In some implementations, each mismatch encoded in the list of mismatches of an imperfectly mapped read (e.g., encoded according to the first or second encoding process) can be encoded on 1 byte. More precisely, each mismatch of an imperfectly mapped read that is to be encoded according to the first or second encoding process may be encoded as follows: (i) the two first bits of the byte are used to encode the alternate nucleotide or base present in the read instead of the corresponding reference nucleotide or base in the reference sequence, (ii) the six last bits are used to encode the position of the mismatch in the reference sequence, said position being computed as an offset from the previous mismatch of the read. This computed position can be a relative position of the mismatch, except for the first mismatch of the read for which the absolute position is encoded. The range of this offset, which is encoded on 6 bits, can therefore be [0-63].
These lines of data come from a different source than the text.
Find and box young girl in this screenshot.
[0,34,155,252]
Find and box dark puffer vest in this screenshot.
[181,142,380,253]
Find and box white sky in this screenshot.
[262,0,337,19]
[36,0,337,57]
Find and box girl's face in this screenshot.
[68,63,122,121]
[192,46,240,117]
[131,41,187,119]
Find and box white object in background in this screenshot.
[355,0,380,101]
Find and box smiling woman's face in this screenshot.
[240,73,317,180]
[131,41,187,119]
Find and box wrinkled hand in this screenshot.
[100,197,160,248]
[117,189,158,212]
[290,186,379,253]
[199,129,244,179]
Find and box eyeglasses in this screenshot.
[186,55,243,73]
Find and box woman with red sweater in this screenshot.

The encoded, or compressed, record that result from the completion of the processes can be stored in a memory or other storage device of the control unit 104. In some implementations, this encoded, or compressed, record can be stored in the memory or other storage device of the control unit 104 in a manner that maintains the sequence ordering of the read records. This helps to ensure that compression of the aligned read records is lossless since even the initial sequence ordering of the aligned read records is preserved.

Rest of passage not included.